I call him the greatest leader our country has ever had, because his values are great and his integrity unquestionable. Lets have more Mandelas. And more power to your elbow. Thanks!!!
It seems that our obsession with race continues to throw up new words and bring old words into disrepute. Previoulsy I thought a coconut was a tropical fruit now I realize it is a term of abuse. Similalry with monkey. I always thought that to call someone a monkey was to imply that they were impish and a little bit naughty. Now it has become a fashionable form of racial abuse for the only player of colour in the Aussie cricket team or driver of color in the whole of formula one oir for the entire stadium of Pakistan supporting South Africans at the cricket
I don’t think I’m a coconut but when I go back to my roots in the Transkei I am often accused me of not knowing enough about my culture. “Ungu mlungu kodwa Khaya” (you are a white person Khaya) they say. I’m convinced that my white friends would strongly refute that statement.
!My Chief - In fact - further on - talking about Fikile Mbalula!
I can never familiarize myself with the way most politicians’ speak (chiefly the members of the ruling party) - i.t.o accent and choice of words/terms. I am in no way judging or belittling any of them - in fact our own intellectual renaissance man is part of this coterie. So this has nothing to do with intellect - it is just that This ‘matta’ continues to baffle me. Perhaps it’s a mandate.
Brilliant stuff, Ndumiso. I particularly enjoyed your graph. Wow. Shows the man of science in you… Been scratching my head and I can’t think of a “coconut” equivalent for whities. Darn. There must be one.
Also, although there is nothing really degrading with the term (to most people a coconut is a very delectable fruit and mixes in the best cocktails), one must be aware that the common way to access the white inside is to slash the coconut open with a machete.
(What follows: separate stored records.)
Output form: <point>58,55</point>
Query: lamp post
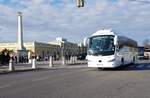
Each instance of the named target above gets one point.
<point>62,53</point>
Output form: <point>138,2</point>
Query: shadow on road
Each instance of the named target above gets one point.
<point>130,67</point>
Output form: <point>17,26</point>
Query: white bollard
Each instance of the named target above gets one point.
<point>51,61</point>
<point>11,67</point>
<point>63,60</point>
<point>30,61</point>
<point>71,59</point>
<point>34,63</point>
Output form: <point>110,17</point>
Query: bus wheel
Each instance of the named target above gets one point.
<point>122,61</point>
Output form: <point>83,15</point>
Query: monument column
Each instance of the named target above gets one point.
<point>20,32</point>
<point>21,51</point>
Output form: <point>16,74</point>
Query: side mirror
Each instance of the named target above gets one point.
<point>85,41</point>
<point>115,40</point>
I’d demand a refund if I sent my kids to Michaelhouse and they came out sounding like Fikile Mbalula.The whole cocconut thing is very subjective and really depends on what you’re doing at that moment and who’s watching or listening. The reverse/opposite/extreme end of a cocconut is: Isixhosana, unolali, imoegoe, iqaba, basically a country bumpkin. I fit in both these categories depending on who’s doing the labelling.
does the fact that the use of the word is relative, mean that it can’t be correctly located? differently put, are you saying because to Bill Gates, Patrice Motsepe is poor…to Patrice Motsepe, Tony Yengeni is poor…to Tony Yengeni, i’m poor…to me, those unemployed and dependent on social grants are poor, to them…etc - Therefore, there’s no poor person?
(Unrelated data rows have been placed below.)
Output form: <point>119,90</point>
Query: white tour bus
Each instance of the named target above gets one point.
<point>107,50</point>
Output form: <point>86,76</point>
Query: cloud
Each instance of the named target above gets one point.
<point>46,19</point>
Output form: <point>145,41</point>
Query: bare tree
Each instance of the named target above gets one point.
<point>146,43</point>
I’d like to differ with you…there are coconuts. Yes, the word is relative and so are the many definitions people use to refer to others, but that cannot necessarily mean that there’s no coconut.
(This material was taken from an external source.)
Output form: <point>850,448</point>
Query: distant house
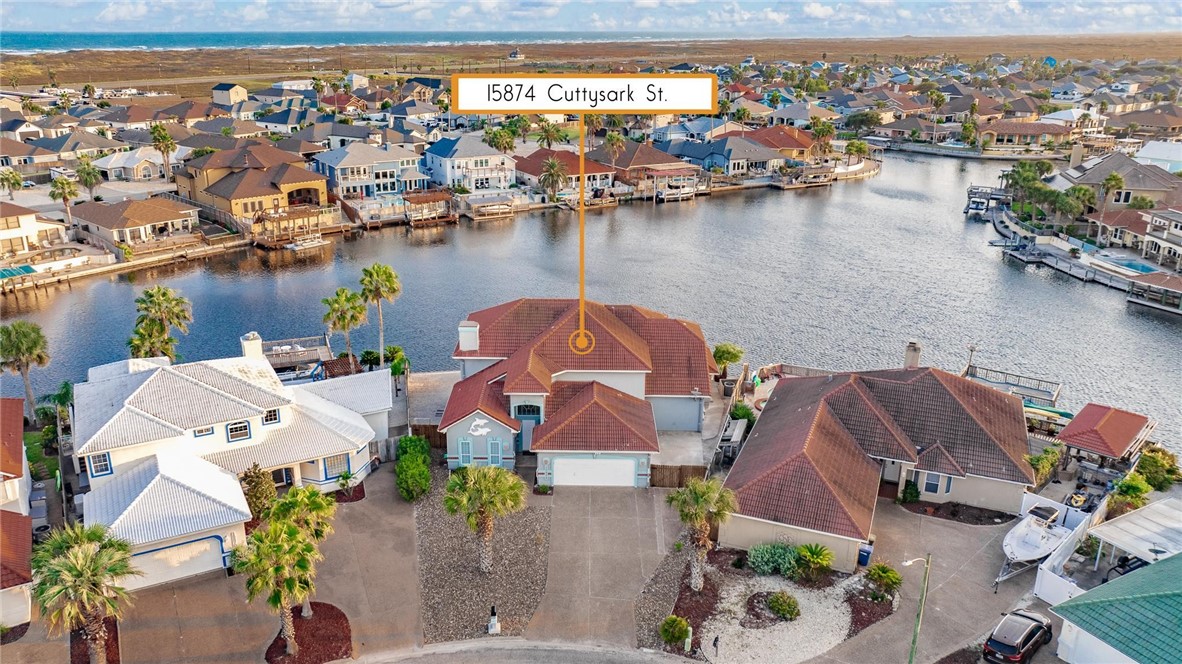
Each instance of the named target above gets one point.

If it werent for skin tone non South African’s couldnt tell a ‘kboetie’ and a ‘coconut’ apart.
That has to be progress.
With progress comes the new differentiations that we as humans thrive upon.
What perturbs us as South Africans is that we cant rely on the old skin colour to tell the difference any more.
I think the term coconut is an ATTEMPT to denegrade,ashame and ultimately to incapacitate you.If you are perceived to be less Black than you should be, then you are labelled a coconut. This ATTEMPT is typical of bigots the world over, today you are a coconut (too White), tomorrow you are too Black, the day after you are too fat, then you are too thin…..it just never ends. So long as you are within the confines of the law, don’t apologize and dont’ stop being what you are or what you want to be.Be a coconut, be fat, be Black, be this, be that….just don’t be incapacitated. Xolani wakaGumede.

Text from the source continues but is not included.